Seçim ekonomisi başladı
Çiğdem Toker; Sosyal desteklerdeki artış sinyali, AKP için hayati önem taşıyan seçimlere yönelik uygulayacağı özel ekonominin tek maddesi olmayacak.
Tarihi netleşmese de seçimin tansiyonu yükseliyor.
Haberi duymuşsunuzdur. AKP iktidarı, sosyal yardımlarla ilgili uygulama alanını genişletiyormuş. Hazine ve Maliye Bakanı Nureddin Nebati ile Aile ve Sosyal Hizmetler Bakanı Derya Yanık bir araya gelerek içinde enerji, eğitim alanında yeni destek uygulamalarının oluşacağı bir paketi görüşmüş. (NTV) Sosyal yardımlar AKP'nin 20 senedir en istikrarlı sürdürdüğü politikalardan biri oldu. Milim sapmadığı gibi sürekli geliştirildi. Zira oy oranına etkisi düzenli ölçüldü. Bunda bir gariplik yok. Garip olan, modern bir devletin zaten sağlaması gereken bu destekleri, hitap ettiği kesimlerin gözünde partinin lütfuyla, inayetiyle ve adeta kendi cebinden yapıyormuş gibi göstermesi oldu.

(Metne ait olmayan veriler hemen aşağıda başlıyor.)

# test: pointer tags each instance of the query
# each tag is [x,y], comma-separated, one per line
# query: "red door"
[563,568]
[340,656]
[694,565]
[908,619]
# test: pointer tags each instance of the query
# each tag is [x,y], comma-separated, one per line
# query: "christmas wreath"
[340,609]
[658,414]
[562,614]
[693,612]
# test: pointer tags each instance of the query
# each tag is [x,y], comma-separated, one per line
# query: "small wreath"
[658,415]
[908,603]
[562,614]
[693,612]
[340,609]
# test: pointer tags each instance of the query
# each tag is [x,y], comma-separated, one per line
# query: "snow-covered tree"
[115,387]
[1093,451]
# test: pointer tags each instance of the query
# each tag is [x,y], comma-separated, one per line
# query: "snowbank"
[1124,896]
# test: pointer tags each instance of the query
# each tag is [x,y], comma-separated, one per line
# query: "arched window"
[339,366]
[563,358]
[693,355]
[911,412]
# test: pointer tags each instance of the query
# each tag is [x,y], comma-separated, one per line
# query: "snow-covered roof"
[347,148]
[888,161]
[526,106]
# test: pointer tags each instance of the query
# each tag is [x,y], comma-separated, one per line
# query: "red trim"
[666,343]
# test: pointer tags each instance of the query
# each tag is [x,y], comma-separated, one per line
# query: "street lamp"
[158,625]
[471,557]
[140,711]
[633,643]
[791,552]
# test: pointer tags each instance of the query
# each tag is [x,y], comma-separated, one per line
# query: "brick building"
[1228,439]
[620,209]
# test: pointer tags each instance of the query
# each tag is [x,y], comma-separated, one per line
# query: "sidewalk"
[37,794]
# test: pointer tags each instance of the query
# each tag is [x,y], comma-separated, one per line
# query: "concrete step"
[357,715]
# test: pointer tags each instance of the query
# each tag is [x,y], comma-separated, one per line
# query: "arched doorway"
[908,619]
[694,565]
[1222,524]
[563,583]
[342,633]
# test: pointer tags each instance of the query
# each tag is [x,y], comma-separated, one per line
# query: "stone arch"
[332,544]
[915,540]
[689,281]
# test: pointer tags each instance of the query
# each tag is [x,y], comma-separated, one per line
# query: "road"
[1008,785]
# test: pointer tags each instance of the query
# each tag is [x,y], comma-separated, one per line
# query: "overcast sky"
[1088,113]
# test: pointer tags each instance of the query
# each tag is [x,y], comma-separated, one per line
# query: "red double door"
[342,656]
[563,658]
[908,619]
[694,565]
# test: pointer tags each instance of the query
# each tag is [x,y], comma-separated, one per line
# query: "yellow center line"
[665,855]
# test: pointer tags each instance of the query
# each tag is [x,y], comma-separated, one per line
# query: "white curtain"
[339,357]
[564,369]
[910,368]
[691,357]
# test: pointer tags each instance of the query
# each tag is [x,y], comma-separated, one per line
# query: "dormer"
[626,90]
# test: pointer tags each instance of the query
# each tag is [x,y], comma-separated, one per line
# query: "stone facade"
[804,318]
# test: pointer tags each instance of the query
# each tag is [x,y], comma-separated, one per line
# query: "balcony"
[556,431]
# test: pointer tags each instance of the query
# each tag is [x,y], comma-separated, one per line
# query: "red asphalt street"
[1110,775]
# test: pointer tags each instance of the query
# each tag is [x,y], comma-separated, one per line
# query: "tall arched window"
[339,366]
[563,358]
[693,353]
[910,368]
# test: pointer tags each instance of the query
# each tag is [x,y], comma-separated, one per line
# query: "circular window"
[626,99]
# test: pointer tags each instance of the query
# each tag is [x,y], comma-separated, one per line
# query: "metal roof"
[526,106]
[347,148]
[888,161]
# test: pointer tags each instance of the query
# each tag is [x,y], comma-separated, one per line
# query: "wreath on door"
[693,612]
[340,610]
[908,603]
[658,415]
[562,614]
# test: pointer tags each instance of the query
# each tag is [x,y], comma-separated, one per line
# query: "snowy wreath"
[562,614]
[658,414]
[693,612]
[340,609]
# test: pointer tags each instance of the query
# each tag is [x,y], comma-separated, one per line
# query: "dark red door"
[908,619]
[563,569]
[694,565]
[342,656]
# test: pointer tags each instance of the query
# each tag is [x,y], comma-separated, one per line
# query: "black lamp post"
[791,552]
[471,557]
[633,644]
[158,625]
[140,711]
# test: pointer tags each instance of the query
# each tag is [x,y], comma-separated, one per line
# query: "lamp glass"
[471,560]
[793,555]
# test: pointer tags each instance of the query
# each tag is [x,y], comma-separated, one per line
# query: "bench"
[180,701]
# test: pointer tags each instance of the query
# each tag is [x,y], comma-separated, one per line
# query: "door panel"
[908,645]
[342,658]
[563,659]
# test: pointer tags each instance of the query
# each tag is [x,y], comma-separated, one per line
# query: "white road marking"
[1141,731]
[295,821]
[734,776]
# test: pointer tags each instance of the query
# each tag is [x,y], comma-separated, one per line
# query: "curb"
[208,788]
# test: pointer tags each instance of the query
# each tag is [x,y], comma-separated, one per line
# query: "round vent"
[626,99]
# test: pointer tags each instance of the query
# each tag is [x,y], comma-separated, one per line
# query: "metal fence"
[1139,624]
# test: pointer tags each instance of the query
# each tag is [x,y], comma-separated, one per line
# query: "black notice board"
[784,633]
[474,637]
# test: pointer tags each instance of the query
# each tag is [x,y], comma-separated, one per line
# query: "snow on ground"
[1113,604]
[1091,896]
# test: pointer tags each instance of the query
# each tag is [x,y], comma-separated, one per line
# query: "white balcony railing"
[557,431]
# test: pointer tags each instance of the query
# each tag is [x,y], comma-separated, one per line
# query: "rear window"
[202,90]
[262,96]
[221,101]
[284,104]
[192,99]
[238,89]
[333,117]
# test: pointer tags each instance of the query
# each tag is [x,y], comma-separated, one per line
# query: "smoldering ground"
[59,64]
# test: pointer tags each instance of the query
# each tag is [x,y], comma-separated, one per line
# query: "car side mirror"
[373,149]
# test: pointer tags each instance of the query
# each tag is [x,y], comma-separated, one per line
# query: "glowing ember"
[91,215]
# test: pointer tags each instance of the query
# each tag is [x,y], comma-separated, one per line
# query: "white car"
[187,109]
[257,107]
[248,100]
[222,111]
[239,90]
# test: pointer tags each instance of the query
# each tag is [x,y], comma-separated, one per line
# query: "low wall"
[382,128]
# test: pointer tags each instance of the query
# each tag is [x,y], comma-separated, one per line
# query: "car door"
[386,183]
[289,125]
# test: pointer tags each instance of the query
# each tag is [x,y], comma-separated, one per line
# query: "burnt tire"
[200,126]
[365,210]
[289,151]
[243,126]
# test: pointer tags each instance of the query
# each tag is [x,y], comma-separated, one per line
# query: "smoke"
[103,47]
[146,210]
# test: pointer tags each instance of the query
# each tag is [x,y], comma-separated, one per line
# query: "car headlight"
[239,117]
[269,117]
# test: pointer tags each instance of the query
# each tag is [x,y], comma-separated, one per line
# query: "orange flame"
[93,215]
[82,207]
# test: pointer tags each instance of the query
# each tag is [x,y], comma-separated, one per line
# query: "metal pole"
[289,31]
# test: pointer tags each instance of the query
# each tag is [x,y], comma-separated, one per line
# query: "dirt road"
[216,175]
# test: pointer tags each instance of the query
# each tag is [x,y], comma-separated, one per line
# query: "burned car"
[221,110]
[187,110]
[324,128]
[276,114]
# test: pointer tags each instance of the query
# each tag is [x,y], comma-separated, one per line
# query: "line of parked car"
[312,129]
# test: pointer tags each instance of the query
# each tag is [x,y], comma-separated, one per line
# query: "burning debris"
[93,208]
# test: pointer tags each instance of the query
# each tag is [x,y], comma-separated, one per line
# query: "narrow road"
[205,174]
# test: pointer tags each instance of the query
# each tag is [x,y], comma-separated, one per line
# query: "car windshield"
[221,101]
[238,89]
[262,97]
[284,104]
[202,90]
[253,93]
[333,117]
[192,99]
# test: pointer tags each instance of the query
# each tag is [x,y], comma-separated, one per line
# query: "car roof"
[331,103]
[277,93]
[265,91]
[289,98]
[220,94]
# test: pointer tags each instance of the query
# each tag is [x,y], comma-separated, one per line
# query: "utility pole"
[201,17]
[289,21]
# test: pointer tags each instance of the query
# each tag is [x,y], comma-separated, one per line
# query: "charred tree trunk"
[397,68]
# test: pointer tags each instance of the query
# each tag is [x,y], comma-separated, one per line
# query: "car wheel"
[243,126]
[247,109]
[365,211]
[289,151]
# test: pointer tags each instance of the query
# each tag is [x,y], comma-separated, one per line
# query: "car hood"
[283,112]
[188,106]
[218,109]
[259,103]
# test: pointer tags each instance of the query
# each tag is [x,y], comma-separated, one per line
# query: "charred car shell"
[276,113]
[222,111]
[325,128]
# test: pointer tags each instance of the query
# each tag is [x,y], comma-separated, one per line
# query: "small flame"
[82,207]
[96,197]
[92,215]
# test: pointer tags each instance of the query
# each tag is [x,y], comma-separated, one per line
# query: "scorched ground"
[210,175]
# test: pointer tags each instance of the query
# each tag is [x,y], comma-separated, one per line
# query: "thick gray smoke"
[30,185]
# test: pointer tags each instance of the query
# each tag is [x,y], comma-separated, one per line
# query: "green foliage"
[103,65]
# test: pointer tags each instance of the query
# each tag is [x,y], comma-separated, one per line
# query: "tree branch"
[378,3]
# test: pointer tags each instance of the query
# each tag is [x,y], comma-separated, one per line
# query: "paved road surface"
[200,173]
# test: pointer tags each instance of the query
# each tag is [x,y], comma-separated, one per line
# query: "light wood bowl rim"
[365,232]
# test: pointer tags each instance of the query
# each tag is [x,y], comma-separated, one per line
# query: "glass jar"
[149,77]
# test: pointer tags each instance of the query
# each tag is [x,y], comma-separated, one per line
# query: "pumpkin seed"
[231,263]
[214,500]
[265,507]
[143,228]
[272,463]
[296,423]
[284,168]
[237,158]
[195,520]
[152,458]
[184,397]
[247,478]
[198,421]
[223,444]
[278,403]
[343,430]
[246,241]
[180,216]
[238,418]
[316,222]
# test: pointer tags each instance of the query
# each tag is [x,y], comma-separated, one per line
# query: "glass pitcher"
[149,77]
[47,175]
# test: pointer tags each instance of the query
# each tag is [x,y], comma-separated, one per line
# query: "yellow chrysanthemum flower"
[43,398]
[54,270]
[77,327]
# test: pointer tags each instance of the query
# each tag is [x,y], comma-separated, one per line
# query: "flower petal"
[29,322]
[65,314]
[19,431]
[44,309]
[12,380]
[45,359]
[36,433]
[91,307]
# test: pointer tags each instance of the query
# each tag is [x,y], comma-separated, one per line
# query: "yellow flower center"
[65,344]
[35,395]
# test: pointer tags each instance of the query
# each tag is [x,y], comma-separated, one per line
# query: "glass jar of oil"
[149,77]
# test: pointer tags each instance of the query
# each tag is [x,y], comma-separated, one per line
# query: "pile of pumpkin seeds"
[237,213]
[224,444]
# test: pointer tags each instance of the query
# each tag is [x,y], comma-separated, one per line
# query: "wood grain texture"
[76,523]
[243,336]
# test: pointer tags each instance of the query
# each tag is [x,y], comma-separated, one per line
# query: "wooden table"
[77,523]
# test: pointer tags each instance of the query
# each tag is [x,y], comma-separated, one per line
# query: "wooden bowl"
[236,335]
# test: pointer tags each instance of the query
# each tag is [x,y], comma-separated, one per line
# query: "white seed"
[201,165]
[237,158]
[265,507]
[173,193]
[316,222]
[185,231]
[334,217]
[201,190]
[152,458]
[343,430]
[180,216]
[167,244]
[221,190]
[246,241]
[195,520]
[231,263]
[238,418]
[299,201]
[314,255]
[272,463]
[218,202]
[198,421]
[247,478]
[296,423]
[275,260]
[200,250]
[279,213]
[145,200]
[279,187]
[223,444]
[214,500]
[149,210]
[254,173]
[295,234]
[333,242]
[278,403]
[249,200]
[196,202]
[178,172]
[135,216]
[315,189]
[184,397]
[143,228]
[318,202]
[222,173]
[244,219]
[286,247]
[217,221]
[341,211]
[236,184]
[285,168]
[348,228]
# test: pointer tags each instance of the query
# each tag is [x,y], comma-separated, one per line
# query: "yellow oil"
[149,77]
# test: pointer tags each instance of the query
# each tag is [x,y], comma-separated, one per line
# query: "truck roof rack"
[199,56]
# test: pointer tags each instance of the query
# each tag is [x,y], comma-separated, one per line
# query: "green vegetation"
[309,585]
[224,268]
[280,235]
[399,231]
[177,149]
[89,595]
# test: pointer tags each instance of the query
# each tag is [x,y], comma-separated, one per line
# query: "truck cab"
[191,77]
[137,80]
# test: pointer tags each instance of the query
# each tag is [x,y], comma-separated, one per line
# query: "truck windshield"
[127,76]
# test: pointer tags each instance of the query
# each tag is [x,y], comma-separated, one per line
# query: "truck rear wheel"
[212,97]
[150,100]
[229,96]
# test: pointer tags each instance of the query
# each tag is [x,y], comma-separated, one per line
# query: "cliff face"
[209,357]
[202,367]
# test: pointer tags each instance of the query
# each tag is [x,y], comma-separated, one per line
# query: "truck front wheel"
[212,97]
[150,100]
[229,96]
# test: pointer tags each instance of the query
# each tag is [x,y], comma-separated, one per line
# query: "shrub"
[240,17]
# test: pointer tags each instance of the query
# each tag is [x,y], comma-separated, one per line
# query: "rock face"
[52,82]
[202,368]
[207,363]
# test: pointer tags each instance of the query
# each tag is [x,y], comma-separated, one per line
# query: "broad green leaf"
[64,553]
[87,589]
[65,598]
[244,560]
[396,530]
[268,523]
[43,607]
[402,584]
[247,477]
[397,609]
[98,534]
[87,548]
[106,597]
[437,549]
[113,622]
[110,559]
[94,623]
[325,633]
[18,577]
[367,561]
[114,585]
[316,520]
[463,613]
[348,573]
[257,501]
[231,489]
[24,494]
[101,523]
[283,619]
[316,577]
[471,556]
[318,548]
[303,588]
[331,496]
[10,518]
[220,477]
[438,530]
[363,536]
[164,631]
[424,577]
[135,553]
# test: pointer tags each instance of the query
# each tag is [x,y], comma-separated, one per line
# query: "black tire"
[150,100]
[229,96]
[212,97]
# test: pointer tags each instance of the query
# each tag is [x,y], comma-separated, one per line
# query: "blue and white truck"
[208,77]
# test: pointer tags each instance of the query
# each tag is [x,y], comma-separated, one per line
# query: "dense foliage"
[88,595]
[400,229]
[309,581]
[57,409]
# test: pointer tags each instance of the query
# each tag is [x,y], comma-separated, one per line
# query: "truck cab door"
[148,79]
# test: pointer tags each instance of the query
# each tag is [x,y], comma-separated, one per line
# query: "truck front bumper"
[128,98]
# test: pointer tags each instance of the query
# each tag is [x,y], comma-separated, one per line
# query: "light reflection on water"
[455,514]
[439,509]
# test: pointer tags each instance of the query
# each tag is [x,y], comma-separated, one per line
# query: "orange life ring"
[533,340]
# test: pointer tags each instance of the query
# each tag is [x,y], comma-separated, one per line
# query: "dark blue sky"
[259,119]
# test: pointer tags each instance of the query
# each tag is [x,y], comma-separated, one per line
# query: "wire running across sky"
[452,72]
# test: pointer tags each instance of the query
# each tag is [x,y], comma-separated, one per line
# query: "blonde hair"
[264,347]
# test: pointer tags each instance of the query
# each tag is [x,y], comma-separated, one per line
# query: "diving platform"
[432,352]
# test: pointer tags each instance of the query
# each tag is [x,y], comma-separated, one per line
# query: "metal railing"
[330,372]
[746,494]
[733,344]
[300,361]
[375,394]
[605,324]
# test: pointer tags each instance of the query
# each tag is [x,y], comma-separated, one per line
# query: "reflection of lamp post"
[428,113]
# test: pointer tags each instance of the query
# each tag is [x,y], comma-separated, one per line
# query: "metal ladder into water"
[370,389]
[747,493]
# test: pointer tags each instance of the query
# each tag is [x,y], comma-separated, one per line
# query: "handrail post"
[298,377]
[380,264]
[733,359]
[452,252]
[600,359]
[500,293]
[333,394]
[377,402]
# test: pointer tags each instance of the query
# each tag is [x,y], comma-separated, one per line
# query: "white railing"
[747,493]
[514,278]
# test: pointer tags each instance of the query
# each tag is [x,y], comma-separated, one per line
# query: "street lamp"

Bu da AKP için bir siyasi başarı olsa gerek.
★★★
2015'te genel seçimler öncesinde (ikisinde de) Karadeniz şehirlerini dolaştım. Özellikle iç kesimlerde sosyal desteklerin ne kadar etkili olduğuna tanıklık etmiştim. Sosyal destekler sadece yasal yaygın olanlarla sınırlı değildi. (Sedat Peker'in yardım kamyonları o sıra çok konuşuluyordu.)
Anlaşılan büyük ve kritik seçim yaklaştıkça, sosyal destekler büyüyerek yaygınlaşacak.
– Sosyal desteklerdeki artış sinyali, AKP için hayati önem taşıyan seçimlere yönelik uygulayacağı özel ekonominin tek maddesi olmayacak.
Birçok bakanlıkta, her bakanlığın kendi görev alanına giren çalışma eş zamanlı yürütülüyor. Çevre ve Şehircilik Bakanlığı'nın bir imar affı için harıl harıl çalıştığı ve TBMM açıldığında bu çalışmanın bir yasal düzenlemeye dönüşeceği konuşuluyor sözgelimi.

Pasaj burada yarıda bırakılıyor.